Ein einheitlicher Ärztetarif könnte die finanzielle Benachteiligung des ÖGD ausgleichen, ist aber mehr als das Bohren von dicken Brettern. Im alten BAT Bundesangestelltentarif wurde nicht zwischen Klinikärzten und anderen Ärzten unterschieden, dadurch war der Wechsel aus der Klinik in den öffentlichen Dienst ohne tarifrechtliche Nachteile möglich. Heute verhandelt der Marburger Bund den Tarifvertrag der Klinikärzte und der ÖGD bleibt außen vor.

Anrede

Die Forderung nach einem Lehrstuhl für öffentliches Gesundheitswesen unterstützen wir Grüne voll und ganz.
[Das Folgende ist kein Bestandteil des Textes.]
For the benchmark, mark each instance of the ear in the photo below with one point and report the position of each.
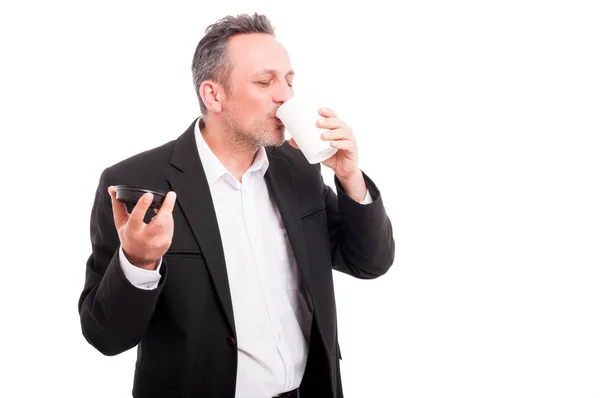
(212, 94)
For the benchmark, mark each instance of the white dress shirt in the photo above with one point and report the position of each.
(271, 311)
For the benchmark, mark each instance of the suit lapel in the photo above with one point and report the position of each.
(281, 185)
(188, 180)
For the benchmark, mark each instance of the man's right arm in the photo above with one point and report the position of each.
(114, 313)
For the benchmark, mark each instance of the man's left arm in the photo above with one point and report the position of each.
(360, 234)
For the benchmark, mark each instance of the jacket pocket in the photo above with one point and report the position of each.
(147, 387)
(183, 253)
(309, 215)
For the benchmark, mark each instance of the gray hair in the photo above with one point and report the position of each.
(210, 59)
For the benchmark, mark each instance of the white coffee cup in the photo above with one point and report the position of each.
(299, 115)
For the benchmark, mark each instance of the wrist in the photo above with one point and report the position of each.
(354, 186)
(141, 263)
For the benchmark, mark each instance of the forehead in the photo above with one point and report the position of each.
(252, 53)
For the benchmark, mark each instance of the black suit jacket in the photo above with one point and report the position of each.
(184, 329)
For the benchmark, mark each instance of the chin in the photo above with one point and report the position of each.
(278, 137)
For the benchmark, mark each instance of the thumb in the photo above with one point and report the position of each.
(120, 213)
(293, 143)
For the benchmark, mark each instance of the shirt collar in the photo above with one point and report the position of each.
(214, 169)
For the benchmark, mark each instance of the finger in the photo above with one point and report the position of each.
(120, 213)
(341, 134)
(345, 145)
(136, 219)
(293, 143)
(332, 123)
(167, 207)
(327, 112)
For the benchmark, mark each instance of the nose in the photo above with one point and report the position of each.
(282, 93)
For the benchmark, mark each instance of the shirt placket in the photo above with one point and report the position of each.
(260, 256)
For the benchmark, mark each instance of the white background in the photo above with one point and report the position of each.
(478, 120)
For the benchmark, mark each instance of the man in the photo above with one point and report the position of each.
(227, 290)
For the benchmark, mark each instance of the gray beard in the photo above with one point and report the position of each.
(240, 140)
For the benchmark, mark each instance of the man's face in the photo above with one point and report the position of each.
(260, 81)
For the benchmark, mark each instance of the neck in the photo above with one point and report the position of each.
(232, 150)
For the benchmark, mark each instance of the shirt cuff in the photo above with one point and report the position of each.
(368, 199)
(139, 277)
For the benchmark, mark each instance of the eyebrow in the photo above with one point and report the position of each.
(274, 72)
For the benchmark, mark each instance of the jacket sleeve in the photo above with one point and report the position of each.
(114, 314)
(361, 236)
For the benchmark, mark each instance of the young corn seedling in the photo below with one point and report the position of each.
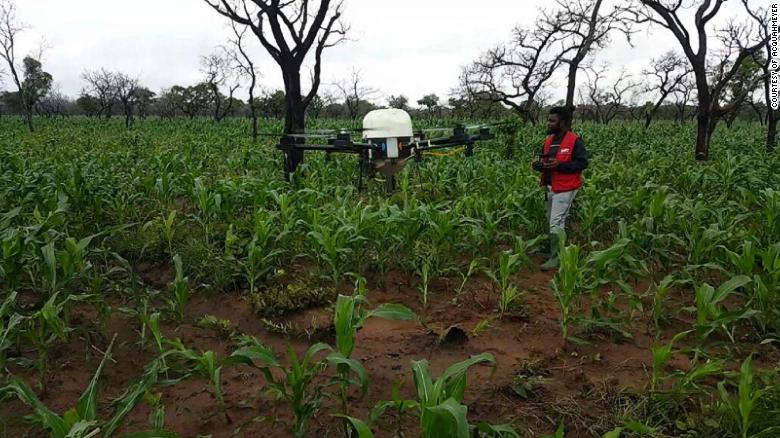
(440, 401)
(298, 386)
(740, 408)
(12, 252)
(166, 226)
(508, 263)
(744, 263)
(181, 290)
(566, 285)
(206, 365)
(349, 317)
(10, 322)
(661, 356)
(658, 312)
(209, 204)
(332, 246)
(42, 329)
(402, 408)
(82, 420)
(710, 313)
(474, 267)
(261, 256)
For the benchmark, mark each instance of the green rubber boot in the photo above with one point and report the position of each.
(552, 262)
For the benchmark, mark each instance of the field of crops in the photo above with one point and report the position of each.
(167, 279)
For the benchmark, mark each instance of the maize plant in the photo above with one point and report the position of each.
(566, 286)
(740, 408)
(298, 386)
(82, 420)
(711, 315)
(181, 290)
(440, 401)
(349, 317)
(508, 263)
(204, 364)
(10, 321)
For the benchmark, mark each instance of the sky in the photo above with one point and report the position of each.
(410, 47)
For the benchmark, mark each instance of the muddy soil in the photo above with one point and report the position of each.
(582, 386)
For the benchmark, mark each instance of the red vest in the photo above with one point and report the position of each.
(563, 182)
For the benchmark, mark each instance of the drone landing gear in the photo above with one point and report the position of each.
(292, 159)
(390, 184)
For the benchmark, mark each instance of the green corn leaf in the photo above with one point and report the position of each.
(41, 414)
(337, 358)
(87, 405)
(344, 322)
(153, 434)
(393, 312)
(497, 430)
(445, 420)
(358, 426)
(423, 382)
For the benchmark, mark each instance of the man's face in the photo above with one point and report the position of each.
(554, 125)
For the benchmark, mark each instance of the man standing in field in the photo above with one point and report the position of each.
(561, 164)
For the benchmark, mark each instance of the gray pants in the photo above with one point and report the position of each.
(558, 207)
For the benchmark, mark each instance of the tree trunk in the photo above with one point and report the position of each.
(253, 108)
(295, 116)
(28, 117)
(704, 127)
(771, 134)
(572, 85)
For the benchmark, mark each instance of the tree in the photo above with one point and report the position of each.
(667, 74)
(246, 69)
(739, 41)
(514, 74)
(398, 102)
(289, 31)
(54, 104)
(102, 85)
(319, 104)
(219, 72)
(467, 104)
(88, 104)
(769, 69)
(33, 83)
(126, 91)
(272, 104)
(586, 28)
(606, 102)
(35, 86)
(192, 101)
(355, 94)
(144, 99)
(683, 95)
(430, 102)
(740, 89)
Bisher gibt es nichts desgleichen bundesweit, Niedersachsen könnte und sollte hier eine Vorreiterrolle übernehmen!  Ich mache mir aber wenig Hoffnung, wenn ich mir den Haushalt des dafür zuständigen Wissenschaftsministeriums anschaue.

Anrede,

Auch die Aus-, Fort- und Weiterbildung liegt im Argen. Das was wir bisher haben ist eine Weiterbildung zum Facharzt für öffentliches Gesundheitswesen, sowie eine abgespeckte sechsmonatige theoretische Weiterbildung, die aber nicht mit dem Facharzt endet.
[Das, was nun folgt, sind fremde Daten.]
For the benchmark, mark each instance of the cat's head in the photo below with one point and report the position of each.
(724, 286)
Die Realität ist jedoch, dass im Medizinstudium die öffentliche Gesundheitspflege offenbar so gut wie gar keine Rolle spielt. Das muss sich dringend ändern und wir müssen nach Wegen suchen, die Forderung der GMK aus 2014 endlich umzusetzen.

Anrede

Als die dritte Säule des Gesundheitswesens darf der öffentliche Gesundheitsdienst nicht weiter wegbrechen, hier muss gehandelt werden und zwar schnell, denn der ÖGD ist eine tragende Säule unseres Sozialstaats und für die gesundheitliche Chancengleichheit für alle Bürgerinnen und Bürger in Niedersachsen.

Ich bin gespannt auf die Ausschussberatungen, in denen wir natürlich auch mit Vertreterinnen und Vertretern des ÖGD ins Gespräch kommen und uns die Herausforderungen aus ihrer Sicht anhören sollten.